Shedbuilt is a decentralized, source-based, self-hosting GNU/Linux distribution for low-cost, ARM architecture computers. Now, that's a dense, somewhat obtuse introduction to our operating system, so let's unpack it bit-by-bit.
Proprietery desktop operating systems such as Microsoft's Windows and Apple's macOS are rapidly moving toward centralized distribution of compatible software, funneling applications to users through their app stores. This allows operating system vendors to take a cut of software sales while providing users with assurances of security and compatibility. In the open-source software world, centralized distribution of currated packages has long been the norm for Linux distributions, with new efforts like Flatpak opening the door to a more decentralized, but no more community-oriented future. Shedbuilt's primary goal is to empower end-users to use, inspect, modify and share free software, broadening participation in and understanding of community-led computing. With Shedbuilt, there's no distinction between users and developers - all it takes to join the community is to boot up one of our starter images.
Although Shedbuilt's tools support the creation, installation and distribution of binaries, every software package can be compiled and installed from source, right on your device. Not requiring binary distribution allows users to make useful programs available to others by disseminating light-weight build recipes through no-cost services like GitHub.
Shedbuilt targets low-cost computers build around ARM architecture processors. Because these devices are considerably slower than modern x86-based processors from Intel and AMD, it's common for GNU/Linux distributions targeting ARM to cross-compile from more powerful machines. While it saves time, this practice can mask issues that prevent compilation from the target devices themselves, making the ARM Linux ecosystem essentially dependent on the increasingly complex, costly and vulnerable world mainstream desktop computing. By routinely compiling all packages from source on supported systems, Shedbuilt ensures continuing software independence and compatibility.

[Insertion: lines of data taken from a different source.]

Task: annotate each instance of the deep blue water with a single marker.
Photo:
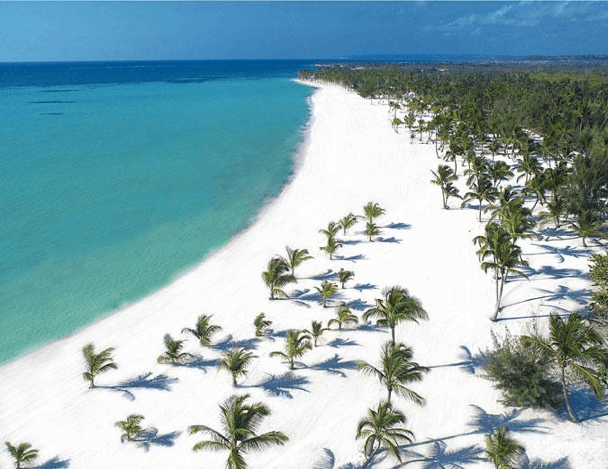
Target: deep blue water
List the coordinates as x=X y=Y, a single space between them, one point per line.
x=116 y=177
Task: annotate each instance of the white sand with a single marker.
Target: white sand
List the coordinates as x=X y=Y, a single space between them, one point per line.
x=352 y=156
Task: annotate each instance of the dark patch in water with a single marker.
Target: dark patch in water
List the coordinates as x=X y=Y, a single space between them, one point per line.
x=53 y=102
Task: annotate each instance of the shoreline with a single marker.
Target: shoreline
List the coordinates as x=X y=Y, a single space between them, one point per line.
x=352 y=156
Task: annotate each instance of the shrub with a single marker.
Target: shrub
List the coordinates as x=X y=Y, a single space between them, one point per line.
x=521 y=374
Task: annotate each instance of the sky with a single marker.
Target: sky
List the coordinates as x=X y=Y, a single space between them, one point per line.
x=162 y=30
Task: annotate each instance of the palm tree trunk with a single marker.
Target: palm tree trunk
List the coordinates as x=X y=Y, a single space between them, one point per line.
x=566 y=398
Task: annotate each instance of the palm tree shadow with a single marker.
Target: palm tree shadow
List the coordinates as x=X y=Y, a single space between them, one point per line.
x=150 y=437
x=399 y=226
x=228 y=343
x=200 y=363
x=585 y=405
x=283 y=385
x=483 y=422
x=365 y=286
x=160 y=382
x=562 y=463
x=54 y=463
x=339 y=342
x=469 y=362
x=440 y=458
x=335 y=365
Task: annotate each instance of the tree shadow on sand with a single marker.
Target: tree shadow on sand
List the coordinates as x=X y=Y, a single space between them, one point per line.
x=54 y=463
x=283 y=385
x=335 y=366
x=228 y=343
x=468 y=362
x=439 y=457
x=150 y=437
x=160 y=382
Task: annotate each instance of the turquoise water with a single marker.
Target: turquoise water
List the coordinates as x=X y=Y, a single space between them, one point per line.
x=109 y=191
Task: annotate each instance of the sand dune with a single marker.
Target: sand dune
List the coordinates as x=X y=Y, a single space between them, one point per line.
x=351 y=156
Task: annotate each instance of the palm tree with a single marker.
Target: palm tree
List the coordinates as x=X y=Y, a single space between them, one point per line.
x=481 y=190
x=316 y=331
x=396 y=370
x=295 y=257
x=396 y=307
x=131 y=428
x=383 y=428
x=502 y=450
x=261 y=324
x=277 y=276
x=444 y=178
x=344 y=276
x=203 y=330
x=371 y=229
x=23 y=453
x=332 y=230
x=296 y=345
x=575 y=346
x=331 y=247
x=373 y=210
x=343 y=316
x=347 y=221
x=327 y=290
x=240 y=422
x=236 y=362
x=97 y=363
x=505 y=257
x=173 y=351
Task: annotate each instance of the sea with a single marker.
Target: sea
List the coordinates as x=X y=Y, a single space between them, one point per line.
x=117 y=177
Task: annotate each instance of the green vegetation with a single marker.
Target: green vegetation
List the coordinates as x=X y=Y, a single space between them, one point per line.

We'll sometimes refer to Shedbuilt as a 'rickety' to acknowledge that our effort to enable everyone - even those new to computing - to participate in software packaging and distribution may result in certain compromises to the security, integrity and performance of users' cobbled-together systems. While Shedbuilt's tooling can absolutely be used to produce software for mission-critical deployments, support of such applications will always be secondary to broadening user participation and understanding.